Nail trimming (again)

Well I just have not managed to get near Megs nails. Last night at Dog School, our trainer was boasting about having cut the hair of Zeba, a feisty Yorkie who goes. When Zeba's mum does it she has to do it in several steps (rather like our Little Nelly @kateincornwall ), and she gets really aggressive. Well he'd done a good job so I said "Can you do Meg's tiippy-toe-toe nails?" - Well he likes a challenge. I offered to bring her muzzle next week, but he said "no, don't need that, we'll have a go now" and out we went.

I held her lead while he chatted to her, tapping her feet, legs, chest quickly and gently with the clippers. She was a little suspicious and started to twist about. So he sent me away, and looped her lead around the gate post. Chatting away to her, he very quickly snipped a little from each of her front nails. I was peering out of the stable, watching - about 10 yards away. No snarling, biting, squealing, pulling away - he just did it. Mind you, she didn't want to speak to him for the rest of the evening (she normally loves Andy and takes every opportunity to run to him instead of me - little cow-bag). He is totally right in saying "it's nearly always the owner's failure" - yep, he's right. I'll have a little go next week. See what we can do. Confidence.
 

Boogie

Moderator
Location
Manchester UK
Hmmm - she might be more wary when she sees him with the clippers next time?
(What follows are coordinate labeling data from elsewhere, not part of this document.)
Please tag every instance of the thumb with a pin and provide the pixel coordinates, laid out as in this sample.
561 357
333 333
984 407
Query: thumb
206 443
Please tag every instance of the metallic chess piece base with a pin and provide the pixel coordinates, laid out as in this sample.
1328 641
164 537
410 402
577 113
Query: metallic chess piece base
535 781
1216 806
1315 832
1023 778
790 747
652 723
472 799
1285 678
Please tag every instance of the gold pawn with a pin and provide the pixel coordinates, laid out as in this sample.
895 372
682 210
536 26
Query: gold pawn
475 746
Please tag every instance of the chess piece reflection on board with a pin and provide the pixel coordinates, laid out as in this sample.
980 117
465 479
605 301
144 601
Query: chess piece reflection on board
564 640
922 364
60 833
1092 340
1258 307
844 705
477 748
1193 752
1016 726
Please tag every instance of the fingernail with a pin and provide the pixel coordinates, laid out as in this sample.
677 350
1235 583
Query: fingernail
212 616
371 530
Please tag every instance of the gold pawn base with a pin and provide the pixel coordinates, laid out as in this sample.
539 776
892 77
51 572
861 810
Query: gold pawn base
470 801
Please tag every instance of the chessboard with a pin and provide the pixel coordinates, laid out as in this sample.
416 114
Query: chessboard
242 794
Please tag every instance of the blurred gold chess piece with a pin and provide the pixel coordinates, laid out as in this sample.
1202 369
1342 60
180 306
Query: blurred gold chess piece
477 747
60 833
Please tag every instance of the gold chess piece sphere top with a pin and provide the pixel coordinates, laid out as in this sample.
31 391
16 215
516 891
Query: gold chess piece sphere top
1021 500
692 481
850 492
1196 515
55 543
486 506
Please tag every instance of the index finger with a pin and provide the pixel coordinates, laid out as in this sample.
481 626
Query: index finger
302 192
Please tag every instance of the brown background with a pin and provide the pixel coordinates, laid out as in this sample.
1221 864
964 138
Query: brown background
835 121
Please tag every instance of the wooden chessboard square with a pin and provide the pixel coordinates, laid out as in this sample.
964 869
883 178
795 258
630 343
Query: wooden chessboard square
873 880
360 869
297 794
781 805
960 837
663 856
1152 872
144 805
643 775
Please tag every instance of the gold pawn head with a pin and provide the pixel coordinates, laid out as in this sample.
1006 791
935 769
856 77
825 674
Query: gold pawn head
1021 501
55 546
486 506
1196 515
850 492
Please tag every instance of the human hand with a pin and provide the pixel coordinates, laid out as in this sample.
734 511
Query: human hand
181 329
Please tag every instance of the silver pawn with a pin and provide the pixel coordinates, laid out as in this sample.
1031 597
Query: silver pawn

I‘ve bought a curved glass dog nail file for Ted and I’m hoping to start getting him used to it early. Tatze never needs her nails clipped, they stay naturally short. Just the dew claws, which the vet does.

I think Ted‘s will be a different story.

🤔
 
I won't do Bella's. She needs them doing, all of the dogs do. However much we walk, they don't wear down enough on the surfaces we're on. Out of all the others, Willow is the most hesitant about having hers done: she loves the process of jumping onto the trimming spot on the sofa, hates the actual "doing", so she's always pushing for her turn, but lots of the time pulls back after giving her start button behaviour. So she takes a lot of effort and energy to keep on the right side of "yes, we can do this". I love the start button and they all use it to tell me I can go. When there's no choice and it's a case of "these need doing now and you don't have a say in it", the cue is that J sits next to her on the sofa. He doesn't restrain her, although he's recently started giving her really vigorous neck scratches which really seems to help. My new diamond bit for my Dremel is a godsend that makes the process so much quicker and easier for everyone.

Bella is a whole other level of foot sensitive though. She is incredibly distressed by it, and I know that the amount of time it would take me to get her to a place where she tolerates it would be unfeasible. She's not in the slightest bit aggressive, but she will scream and shake from fear when she sees the clippers (scissor-type or Dremel), or if I touch her feet. Even when I'm trimming the hair on her feet I don't actually touch the foot, and she will still scream sometimes. Cutting hair. So, yeah, the nails aren't happening.

My decision is that the best thing for her is to defer the job to a professional groomer. She will still hate it, of course, but the professional will be able to get through the process a lot more quickly, and without any damage of trust between me and Bella. Of course I will do what I can to continue to work on desensitisation, but having me not in the picture for trimming at all will make that go a lot more smoothly.